The con in the cat column? They have no reservations about turning your furniture into shredded pleather. No matter how expensive your living room set, these furry troublemakers will treat it with the respect accorded to a college futon. Do cats do this out of some kind of spite? Are they conspiring with Raymour & Flanigan to get you to keep updating home decor?

Neither. According to cat behaviorists, cats gravitate toward scratching furniture mostly because that love seat is in a really conspicuous area [PDF]. As a result, cats want to send a message to any other animal that may happen by: namely, that this plush seating belongs to the cat who marked it. Scratching provides both visual evidence (claw marks) as well as a scent marker. Cat paws have scent glands that can leave smells that are detectable to other cats and animals.

But it’s not just territorial: Cats also scratch to remove sloughed-off nail tips, allowing fresh nail growth to occur. And they can work out their knotted back muscles—cramped from sleeping 16 hours a day, no doubt—by kneading the soft foam of a sectional.

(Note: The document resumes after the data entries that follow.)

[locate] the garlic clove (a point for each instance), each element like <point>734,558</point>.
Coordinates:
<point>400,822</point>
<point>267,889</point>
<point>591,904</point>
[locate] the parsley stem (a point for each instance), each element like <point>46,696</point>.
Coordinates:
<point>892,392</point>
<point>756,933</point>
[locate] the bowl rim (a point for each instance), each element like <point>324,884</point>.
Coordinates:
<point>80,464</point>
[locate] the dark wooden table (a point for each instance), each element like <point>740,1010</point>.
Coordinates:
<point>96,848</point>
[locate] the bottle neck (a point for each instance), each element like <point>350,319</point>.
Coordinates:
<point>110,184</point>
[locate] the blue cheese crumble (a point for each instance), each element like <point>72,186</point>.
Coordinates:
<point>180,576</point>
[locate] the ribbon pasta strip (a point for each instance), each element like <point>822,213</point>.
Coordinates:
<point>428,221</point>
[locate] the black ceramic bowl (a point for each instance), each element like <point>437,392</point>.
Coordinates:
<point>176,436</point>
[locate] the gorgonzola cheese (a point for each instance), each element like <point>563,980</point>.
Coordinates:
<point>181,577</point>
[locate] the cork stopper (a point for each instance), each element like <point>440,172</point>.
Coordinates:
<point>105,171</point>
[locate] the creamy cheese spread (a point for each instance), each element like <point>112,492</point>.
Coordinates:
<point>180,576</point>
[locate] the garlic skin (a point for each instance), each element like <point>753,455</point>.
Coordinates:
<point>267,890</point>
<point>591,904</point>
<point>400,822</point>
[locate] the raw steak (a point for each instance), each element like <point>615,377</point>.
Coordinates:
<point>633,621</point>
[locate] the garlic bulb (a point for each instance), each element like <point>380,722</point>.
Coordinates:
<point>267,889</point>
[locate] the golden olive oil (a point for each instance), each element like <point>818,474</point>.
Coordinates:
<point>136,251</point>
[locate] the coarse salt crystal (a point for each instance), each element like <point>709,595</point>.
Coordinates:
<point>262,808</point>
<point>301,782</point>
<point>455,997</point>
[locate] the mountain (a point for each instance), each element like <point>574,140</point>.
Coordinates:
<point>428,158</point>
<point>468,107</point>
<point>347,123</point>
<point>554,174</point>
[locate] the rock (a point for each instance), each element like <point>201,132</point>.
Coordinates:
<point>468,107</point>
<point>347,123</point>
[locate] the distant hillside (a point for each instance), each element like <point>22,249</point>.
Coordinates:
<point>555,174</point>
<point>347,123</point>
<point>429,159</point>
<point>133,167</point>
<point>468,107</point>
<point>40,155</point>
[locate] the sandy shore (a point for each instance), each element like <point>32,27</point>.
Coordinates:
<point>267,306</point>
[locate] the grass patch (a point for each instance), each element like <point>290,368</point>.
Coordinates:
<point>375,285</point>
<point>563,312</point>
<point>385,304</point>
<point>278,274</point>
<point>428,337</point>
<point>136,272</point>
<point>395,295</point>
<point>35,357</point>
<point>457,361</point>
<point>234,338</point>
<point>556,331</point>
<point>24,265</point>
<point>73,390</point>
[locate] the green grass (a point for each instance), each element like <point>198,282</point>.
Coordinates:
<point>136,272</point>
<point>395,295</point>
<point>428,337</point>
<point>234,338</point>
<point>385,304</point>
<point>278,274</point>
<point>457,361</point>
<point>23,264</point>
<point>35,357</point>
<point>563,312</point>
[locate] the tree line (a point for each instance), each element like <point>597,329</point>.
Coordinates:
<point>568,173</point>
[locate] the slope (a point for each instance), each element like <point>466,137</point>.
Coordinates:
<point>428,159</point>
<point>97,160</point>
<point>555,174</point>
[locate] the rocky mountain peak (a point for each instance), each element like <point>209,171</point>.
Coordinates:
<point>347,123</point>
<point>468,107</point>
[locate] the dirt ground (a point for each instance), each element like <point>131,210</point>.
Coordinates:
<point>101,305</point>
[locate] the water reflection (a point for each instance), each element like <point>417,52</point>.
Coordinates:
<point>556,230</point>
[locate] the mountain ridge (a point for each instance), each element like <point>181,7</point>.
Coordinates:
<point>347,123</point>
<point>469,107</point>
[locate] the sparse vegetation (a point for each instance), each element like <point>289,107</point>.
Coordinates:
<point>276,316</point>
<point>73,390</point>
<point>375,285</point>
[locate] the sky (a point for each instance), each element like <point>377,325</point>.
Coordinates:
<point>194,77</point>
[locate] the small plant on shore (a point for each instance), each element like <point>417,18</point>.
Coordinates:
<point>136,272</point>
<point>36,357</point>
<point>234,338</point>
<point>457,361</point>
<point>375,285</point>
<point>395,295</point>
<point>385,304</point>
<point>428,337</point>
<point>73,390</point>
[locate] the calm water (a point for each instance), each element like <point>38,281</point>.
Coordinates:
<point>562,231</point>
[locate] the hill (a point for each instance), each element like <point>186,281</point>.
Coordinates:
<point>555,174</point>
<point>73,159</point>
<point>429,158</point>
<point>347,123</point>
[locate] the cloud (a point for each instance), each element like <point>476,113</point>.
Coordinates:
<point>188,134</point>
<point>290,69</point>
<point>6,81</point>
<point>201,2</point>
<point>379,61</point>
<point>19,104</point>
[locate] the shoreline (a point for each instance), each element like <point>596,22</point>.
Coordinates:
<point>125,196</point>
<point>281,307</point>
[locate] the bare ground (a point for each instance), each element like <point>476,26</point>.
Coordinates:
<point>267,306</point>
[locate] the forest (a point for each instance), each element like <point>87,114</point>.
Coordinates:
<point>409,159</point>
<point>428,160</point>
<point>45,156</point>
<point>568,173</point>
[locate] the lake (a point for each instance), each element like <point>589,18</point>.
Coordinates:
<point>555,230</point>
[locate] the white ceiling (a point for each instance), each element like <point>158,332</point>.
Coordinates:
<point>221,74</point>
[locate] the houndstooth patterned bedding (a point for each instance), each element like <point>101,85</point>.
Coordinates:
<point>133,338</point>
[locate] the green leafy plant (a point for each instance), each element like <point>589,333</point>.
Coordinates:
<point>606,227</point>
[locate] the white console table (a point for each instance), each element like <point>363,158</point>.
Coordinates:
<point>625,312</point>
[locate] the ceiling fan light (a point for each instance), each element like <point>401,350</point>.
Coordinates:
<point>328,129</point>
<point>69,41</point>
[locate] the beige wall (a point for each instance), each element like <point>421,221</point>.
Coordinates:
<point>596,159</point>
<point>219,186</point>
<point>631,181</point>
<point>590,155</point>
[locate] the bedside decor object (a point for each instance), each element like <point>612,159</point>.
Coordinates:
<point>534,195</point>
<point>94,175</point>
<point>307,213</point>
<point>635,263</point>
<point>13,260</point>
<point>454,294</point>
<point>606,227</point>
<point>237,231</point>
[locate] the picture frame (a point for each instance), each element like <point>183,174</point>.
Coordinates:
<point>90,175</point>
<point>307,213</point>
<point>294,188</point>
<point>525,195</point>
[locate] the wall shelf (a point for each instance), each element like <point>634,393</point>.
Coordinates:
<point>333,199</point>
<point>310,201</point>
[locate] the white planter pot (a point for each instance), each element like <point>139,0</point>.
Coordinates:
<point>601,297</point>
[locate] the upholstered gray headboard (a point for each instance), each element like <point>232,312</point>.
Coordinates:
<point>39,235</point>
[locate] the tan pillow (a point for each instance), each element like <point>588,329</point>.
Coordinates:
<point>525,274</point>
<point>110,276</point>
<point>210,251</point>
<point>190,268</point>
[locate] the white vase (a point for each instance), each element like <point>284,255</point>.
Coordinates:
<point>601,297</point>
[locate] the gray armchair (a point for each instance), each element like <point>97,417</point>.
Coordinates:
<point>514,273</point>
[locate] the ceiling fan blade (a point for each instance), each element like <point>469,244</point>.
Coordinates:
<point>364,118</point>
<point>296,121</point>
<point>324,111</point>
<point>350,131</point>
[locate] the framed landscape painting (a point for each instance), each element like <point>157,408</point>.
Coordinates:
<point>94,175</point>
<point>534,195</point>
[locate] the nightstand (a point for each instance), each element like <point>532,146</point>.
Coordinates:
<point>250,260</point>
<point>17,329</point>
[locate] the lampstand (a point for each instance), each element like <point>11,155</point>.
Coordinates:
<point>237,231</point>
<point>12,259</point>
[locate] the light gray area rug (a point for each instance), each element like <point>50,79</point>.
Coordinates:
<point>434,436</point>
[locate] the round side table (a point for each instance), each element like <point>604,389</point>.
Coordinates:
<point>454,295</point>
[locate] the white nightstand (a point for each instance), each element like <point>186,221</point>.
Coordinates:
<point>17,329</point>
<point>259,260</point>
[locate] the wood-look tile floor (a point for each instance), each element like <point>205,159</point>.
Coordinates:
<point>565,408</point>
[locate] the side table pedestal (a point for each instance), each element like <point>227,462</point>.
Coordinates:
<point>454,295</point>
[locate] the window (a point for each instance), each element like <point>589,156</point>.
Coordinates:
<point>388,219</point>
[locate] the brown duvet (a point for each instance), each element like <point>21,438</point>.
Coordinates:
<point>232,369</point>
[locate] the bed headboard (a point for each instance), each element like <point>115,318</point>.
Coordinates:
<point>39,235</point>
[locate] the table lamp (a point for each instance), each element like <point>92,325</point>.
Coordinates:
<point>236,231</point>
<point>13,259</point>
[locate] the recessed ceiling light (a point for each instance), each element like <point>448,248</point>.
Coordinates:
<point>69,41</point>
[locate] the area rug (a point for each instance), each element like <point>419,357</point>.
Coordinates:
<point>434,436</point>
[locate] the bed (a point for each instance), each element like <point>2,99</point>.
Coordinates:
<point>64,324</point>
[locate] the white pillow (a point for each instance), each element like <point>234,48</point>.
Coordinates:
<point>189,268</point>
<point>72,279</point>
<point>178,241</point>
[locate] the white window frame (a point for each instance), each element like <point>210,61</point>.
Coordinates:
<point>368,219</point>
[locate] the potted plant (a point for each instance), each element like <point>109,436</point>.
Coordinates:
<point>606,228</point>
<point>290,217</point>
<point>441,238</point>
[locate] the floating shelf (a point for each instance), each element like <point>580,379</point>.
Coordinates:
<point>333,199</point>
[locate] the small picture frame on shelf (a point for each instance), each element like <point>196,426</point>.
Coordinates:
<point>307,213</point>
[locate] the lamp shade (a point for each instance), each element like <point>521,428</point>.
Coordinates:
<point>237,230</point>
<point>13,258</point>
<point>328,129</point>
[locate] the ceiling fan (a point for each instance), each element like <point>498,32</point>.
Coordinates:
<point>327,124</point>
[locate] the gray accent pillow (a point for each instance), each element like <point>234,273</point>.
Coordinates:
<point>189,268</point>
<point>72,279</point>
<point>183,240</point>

If you want to dissuade your cat from such behavior, purchasing a scratching post is a good start. Make sure it’s non-carpeted—their nails can get caught on the fibers—and tall enough to allow for a good stretch. Most importantly, put it near furniture so cats can mark their hangout in high-traffic areas. A good post might be a little more expensive, but will likely result in fewer trips to Ethan Allen.